適塾48号
2015年12月20日
◆適塾48号が届いた。内容が一新され充実している。いくつか興味ある論考が目に付いた。木村直樹「「華夷変態」から蘭学へ」は、17世紀の明清交替という「華夷変態」と日本近海における紛争激化に触れ、18世紀の安定したアジアの海の鎮静化により蘭学へのまなざしが醸成され、海防のための基礎科学として天文学・軍事科学・基礎科学・医学・地理学などを学ぶために、本格的に蘭学が受容されるようになり、19世紀の本格的な蘭学の、政治性と軍事性を帯びた展開へとつながるとした。外的条件だけでなく、蘭学受容の内発的欲求、知的状況についての分析もほしいと感じたのだが、とても明晰な論考であった。◆村田路人「幕末期大坂地域と洪庵・適塾ー種痘事業を中心に-」は、大坂には個別領主支配と幕府広域支配の二つの支配が展開していたこと、嘉永2年牛痘伝来以後洪庵らの種痘事業が、安政5年(1858)除痘館が官許となるにいたり、種痘事業が個別領主支配下領域において実施されたこと、慶応3年5月の除痘館の公官化により、それまでとは質の異なる広域的な種痘行政が出現したことなどを述べている。また廣川和花氏は、海原亮『江戸時代の医師修業、学問・学統・遊学』の書評を載せている。海原氏は、「学問」「学統」「遊学」によって形成される医師の修学形態の解明から江戸時代の「医療環境」の成り立ちを論じているとした。海原氏の「医療環境」論は、医療を「医者・患者・病気」の複合体である「ヒポクラテスの三角形」の概念でとらえ、それらを含む要素の総合的研究へと変容しつつあるとした。とくに本書では、近世日本の医者の専門的医学教育システムの解明を行ったとしている。
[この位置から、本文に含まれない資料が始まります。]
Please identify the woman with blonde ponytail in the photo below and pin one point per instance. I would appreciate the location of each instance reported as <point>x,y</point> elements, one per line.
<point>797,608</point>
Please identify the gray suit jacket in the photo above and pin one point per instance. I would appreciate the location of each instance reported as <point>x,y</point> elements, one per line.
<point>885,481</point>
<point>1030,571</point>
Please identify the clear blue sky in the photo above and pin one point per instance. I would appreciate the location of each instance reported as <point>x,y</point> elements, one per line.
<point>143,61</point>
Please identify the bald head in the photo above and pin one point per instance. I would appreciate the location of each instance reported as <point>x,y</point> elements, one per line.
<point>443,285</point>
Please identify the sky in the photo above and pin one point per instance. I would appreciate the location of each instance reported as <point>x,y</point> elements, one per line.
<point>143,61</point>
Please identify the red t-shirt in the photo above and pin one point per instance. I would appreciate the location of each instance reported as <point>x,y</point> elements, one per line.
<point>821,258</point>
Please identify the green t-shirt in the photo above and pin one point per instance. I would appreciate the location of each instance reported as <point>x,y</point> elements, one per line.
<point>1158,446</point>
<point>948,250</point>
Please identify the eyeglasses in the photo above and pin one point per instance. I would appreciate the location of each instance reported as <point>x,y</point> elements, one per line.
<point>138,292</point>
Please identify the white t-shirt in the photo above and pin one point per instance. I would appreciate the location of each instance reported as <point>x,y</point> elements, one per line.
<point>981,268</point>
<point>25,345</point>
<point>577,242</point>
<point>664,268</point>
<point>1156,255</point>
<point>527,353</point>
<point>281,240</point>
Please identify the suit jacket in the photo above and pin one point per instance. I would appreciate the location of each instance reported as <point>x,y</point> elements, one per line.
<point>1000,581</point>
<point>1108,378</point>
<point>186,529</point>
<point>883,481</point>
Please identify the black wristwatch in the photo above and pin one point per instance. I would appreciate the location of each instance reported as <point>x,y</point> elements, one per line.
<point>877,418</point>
評者はヨーロッパにおける18世紀後半からの医療・教育・臨床の場としての「病院」の意義を紹介し、著者の医師の臨床教育が「遊学」先の私塾やその往診先であったことに、近世日本の医療を特徴づける点の一つであったとする。近世日本の医学史研究にヨーロッパとの比較史の視点と、近世・近代の「断絶」との視点、とくに「病院の不在」をあげているのは、書評を超えた論考になっているともいえよう。近世日本医学史研究に寄与することの多い鋭い指摘である。